The absence of efficient and rapid tools for quantifying viral titers has hindered the discovery of anti-AKAV therapeutics. Engineered reporter viruses expressing detectable markers (e.g., fluorescent proteins, luciferases) enable real-time quantitative monitoring of viral propagation, a promising alternative (Cherkashchenko et al., 2023; Nie et al., 2024). Common reporter tags include enhanced green fluorescent protein (eGFP), red fluorescent protein (RFP), and firefly luciferase. However, these tags have large molecular weights (≥23 kDa), which may disrupt viral replication (Zhang et al., 2020). The NanoLuc luciferase (NLuc) can produce luminescence with higher specificity than that of firefly or renilla luciferases (Hall et al., 2012).
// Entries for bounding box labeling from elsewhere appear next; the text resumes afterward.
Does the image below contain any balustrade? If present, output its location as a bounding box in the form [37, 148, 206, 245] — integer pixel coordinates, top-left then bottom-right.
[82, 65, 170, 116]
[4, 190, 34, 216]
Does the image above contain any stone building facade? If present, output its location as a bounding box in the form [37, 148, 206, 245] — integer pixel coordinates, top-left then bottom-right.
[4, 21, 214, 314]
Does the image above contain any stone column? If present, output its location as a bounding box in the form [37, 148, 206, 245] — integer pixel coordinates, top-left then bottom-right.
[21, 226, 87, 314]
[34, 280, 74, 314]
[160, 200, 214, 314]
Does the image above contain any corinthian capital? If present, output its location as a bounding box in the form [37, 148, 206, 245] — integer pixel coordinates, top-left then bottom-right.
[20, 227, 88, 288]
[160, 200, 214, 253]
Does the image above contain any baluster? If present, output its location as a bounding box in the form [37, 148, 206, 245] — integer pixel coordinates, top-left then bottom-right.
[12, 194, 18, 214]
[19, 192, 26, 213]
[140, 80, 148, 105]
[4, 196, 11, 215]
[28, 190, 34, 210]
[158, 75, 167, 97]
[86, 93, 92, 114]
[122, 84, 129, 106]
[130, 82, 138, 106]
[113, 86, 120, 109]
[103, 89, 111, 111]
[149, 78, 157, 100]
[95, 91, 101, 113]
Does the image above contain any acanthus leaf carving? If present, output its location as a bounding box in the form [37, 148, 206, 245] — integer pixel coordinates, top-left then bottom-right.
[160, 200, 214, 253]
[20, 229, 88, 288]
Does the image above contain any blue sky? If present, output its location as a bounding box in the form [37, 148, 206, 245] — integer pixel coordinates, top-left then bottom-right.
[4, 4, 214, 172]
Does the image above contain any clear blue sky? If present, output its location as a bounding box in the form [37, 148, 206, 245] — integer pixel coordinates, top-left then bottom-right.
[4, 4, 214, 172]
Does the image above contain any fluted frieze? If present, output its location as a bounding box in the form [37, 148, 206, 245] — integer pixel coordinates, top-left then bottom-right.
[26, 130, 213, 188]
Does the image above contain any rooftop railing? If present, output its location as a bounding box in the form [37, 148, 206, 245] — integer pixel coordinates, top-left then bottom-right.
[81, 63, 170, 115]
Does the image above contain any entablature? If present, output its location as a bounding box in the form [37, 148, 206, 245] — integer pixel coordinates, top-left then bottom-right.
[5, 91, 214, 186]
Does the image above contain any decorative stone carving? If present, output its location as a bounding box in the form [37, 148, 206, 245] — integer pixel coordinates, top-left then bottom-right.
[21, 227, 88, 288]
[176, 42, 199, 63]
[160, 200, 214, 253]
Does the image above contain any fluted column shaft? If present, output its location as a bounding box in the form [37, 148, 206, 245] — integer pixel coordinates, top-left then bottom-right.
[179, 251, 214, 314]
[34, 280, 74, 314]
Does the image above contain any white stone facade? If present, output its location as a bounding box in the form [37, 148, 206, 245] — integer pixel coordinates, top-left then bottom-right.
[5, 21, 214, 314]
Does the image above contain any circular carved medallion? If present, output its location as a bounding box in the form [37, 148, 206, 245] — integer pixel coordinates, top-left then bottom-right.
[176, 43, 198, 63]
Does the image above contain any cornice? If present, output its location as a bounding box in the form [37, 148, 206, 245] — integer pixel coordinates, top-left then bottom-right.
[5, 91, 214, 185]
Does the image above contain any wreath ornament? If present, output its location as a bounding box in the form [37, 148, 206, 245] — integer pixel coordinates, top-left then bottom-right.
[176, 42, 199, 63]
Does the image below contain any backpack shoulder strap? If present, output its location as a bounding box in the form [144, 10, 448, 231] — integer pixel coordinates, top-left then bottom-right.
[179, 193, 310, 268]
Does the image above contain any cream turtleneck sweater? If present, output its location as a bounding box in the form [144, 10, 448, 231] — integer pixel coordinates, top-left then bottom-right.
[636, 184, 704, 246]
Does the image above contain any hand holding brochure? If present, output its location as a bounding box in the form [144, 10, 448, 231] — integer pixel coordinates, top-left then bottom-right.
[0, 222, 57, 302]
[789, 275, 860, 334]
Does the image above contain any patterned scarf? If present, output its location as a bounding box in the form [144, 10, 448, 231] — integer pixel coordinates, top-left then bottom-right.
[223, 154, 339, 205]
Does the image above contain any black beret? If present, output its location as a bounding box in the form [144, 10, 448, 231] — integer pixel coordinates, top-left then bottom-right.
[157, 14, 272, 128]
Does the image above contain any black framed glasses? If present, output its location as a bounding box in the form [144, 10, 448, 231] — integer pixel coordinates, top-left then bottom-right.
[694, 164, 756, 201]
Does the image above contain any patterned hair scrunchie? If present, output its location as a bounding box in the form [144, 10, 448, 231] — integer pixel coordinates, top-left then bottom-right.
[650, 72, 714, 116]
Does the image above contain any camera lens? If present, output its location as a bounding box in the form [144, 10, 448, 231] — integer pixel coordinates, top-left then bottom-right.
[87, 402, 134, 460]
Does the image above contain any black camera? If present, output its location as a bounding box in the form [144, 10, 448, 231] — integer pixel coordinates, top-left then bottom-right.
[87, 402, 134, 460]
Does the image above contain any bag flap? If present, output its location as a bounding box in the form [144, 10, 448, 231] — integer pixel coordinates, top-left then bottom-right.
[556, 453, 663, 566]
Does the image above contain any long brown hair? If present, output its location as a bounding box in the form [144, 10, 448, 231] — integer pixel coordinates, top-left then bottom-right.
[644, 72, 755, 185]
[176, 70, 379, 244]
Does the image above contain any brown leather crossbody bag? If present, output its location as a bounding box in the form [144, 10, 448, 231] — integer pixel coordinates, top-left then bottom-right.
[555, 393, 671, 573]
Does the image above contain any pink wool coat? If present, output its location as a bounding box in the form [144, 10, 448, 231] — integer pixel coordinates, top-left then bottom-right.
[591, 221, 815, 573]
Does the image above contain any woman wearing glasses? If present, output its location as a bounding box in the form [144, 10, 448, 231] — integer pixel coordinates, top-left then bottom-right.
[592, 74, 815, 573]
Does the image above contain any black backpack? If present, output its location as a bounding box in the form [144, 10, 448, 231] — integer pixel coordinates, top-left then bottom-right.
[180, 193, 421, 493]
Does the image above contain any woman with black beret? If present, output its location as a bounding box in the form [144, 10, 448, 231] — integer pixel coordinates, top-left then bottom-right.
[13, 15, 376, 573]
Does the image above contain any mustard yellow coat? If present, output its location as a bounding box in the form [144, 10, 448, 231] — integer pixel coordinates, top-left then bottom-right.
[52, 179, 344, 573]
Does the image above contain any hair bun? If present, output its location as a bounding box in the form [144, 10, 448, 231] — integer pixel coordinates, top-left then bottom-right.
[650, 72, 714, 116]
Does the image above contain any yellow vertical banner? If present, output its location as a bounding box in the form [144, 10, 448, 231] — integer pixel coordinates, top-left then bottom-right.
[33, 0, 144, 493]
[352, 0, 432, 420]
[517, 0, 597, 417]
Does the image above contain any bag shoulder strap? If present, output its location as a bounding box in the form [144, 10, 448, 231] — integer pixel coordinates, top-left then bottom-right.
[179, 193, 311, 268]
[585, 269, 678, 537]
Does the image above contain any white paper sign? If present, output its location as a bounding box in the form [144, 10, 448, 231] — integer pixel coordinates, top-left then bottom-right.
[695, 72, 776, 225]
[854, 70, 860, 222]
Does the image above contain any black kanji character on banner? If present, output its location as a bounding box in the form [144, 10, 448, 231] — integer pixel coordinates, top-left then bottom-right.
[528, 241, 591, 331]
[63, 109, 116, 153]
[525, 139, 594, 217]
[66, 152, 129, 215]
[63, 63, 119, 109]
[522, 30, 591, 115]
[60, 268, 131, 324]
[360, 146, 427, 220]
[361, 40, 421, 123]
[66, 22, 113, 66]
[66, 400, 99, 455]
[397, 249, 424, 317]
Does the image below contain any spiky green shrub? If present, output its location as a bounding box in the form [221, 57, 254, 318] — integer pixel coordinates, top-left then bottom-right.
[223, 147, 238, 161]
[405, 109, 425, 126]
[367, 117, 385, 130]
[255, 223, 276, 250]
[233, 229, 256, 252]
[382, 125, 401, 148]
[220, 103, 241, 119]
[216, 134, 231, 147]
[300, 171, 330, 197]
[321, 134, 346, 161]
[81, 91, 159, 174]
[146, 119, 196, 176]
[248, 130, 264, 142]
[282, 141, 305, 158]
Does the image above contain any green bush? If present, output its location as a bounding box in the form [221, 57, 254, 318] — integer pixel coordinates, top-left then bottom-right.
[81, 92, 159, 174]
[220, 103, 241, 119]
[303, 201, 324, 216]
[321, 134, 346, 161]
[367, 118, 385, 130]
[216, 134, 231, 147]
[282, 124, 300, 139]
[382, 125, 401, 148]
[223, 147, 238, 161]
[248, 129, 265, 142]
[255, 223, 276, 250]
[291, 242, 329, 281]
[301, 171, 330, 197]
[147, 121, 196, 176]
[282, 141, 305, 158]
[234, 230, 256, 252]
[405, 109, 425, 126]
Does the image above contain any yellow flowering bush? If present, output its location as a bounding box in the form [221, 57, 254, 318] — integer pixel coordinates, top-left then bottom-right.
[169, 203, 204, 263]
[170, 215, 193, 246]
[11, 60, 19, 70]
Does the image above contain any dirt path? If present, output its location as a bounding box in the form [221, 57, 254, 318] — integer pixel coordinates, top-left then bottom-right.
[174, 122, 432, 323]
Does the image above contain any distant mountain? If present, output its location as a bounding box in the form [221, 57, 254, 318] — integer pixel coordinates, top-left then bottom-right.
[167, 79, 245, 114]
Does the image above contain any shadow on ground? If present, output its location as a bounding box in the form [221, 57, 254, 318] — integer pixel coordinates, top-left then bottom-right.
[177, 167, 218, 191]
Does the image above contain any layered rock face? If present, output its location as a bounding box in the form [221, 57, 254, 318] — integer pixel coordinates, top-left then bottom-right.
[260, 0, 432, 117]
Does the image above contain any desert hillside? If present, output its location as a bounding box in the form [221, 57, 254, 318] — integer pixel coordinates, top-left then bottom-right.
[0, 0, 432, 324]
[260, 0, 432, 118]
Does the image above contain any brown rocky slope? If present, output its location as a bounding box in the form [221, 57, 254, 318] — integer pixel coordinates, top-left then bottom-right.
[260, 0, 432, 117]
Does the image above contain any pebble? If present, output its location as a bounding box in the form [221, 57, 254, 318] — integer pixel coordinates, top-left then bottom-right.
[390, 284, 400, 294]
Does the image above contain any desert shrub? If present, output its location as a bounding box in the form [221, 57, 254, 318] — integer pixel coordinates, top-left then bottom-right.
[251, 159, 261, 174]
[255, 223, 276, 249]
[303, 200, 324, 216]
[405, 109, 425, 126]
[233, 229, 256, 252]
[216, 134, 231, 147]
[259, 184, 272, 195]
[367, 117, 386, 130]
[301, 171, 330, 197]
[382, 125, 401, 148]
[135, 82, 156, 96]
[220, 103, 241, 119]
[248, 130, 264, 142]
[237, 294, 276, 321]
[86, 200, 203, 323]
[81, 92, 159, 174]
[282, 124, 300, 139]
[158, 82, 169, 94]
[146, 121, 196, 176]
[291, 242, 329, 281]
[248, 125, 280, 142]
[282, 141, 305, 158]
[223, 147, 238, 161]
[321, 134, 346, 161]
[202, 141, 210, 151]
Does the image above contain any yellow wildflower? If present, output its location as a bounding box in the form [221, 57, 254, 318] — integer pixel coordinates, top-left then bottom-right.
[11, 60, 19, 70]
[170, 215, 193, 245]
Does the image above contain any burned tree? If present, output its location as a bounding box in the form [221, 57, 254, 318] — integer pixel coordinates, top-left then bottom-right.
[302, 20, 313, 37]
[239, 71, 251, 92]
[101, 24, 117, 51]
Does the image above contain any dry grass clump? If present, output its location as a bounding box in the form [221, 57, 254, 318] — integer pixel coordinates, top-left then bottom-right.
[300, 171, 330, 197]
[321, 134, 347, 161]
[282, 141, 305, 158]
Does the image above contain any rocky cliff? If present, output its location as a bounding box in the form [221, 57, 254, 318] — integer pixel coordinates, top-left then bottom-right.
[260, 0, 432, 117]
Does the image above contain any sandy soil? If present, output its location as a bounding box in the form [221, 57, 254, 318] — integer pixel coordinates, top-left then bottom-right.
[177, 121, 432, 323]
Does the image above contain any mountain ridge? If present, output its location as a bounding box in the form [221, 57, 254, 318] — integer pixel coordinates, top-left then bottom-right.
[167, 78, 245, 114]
Moreover, the NLuc reporter can be split into a large subunit (LgBiT) and a smaller 11-amino-acid segment (HiBiT). In addition, its luminescence can be restored upon the binding of LgBiT to HiBiT. Thus, HiBiT can be introduced as a reporter tag fused with a viral protein to develop reporter viruses (Sasaki et al., 2018; Murakami et al., 2020; Zhang et al., 2023). HiBiT offers three key advantages: minimal size (1.6 kDa), high sensitivity, and high-throughput rapid screening (Nagashima et al., 2023).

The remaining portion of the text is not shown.